Recalibrate Revocations of Supervised Release
24 Pages Posted: 20 Jul 2022 Last revised: 1 Sep 2022
Date Written: June 29, 2022
Abstract
Everyone knows what prison is and how it fits into our criminal justice system, but that is not the case with supervised release, a time-consuming and expensive part of nearly all federal sentences. Even further from common understanding is the process for revoking supervised release. The current procedure for revoking supervised release is problematic because (1) on the surface it engages in the fiction that the person whose liberty is at stake enjoys ample rights, and (2) the process results in excessive investments of time and money. To address these problems, we can recalibrate how a court works through a relatively less serious class of revocations. Specifically, we can make the process less adversarial by having the court assume that the prosecutor need not participate unless the circumstances call for it. Courts can do this now because the law does not articulate what role the prosecutor should have in a revocation hearing.
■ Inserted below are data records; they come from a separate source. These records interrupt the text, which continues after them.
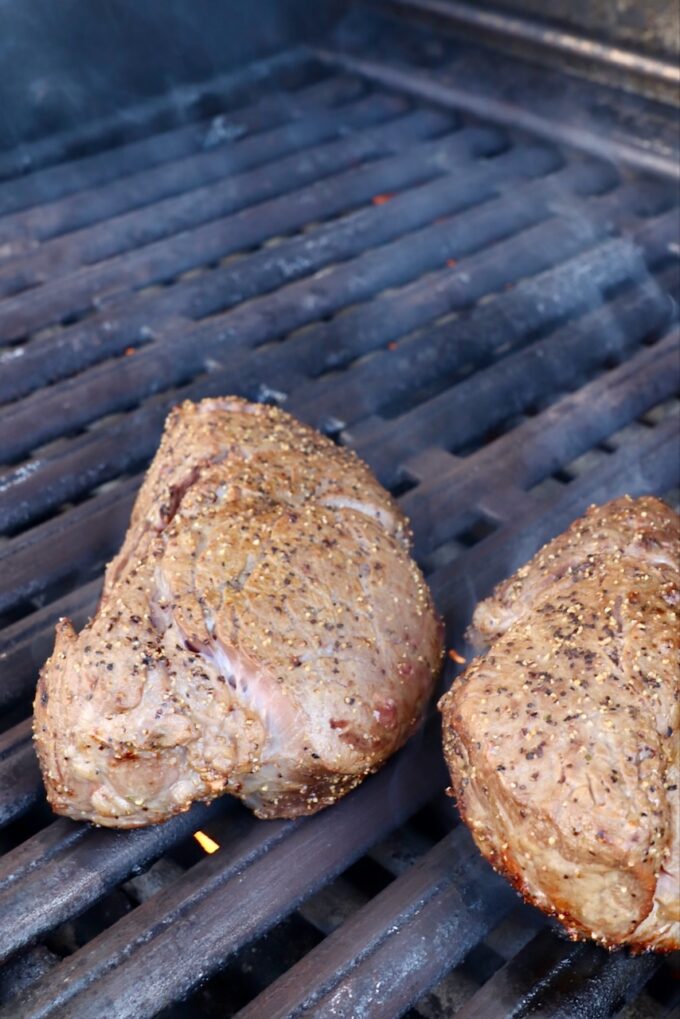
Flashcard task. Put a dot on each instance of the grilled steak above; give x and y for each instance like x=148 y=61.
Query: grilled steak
x=562 y=741
x=262 y=632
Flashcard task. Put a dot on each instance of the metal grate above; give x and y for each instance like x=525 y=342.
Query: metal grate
x=488 y=319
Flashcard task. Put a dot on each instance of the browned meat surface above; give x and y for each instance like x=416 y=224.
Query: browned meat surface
x=262 y=632
x=562 y=740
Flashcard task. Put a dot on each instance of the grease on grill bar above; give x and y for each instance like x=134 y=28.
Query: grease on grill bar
x=490 y=321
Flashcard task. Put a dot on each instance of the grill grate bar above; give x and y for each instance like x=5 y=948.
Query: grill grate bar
x=504 y=325
x=28 y=492
x=466 y=412
x=290 y=131
x=95 y=249
x=542 y=444
x=304 y=301
x=522 y=457
x=646 y=464
x=123 y=136
x=353 y=317
x=325 y=197
x=459 y=415
x=430 y=88
x=542 y=979
x=216 y=888
x=102 y=388
x=397 y=946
New data from the United States Sentencing Commission reveal that this less serious category of revocation accounts for over half of all supervised release violations and relates mostly to people with minimal criminal histories who were convicted of drug offenses. Streamlining these hearings will save money, ease the burden on a court’s calendar, allow the probation officer to assume a more fitting role, and maybe most importantly, accord with the rights of the person accused of violating supervision.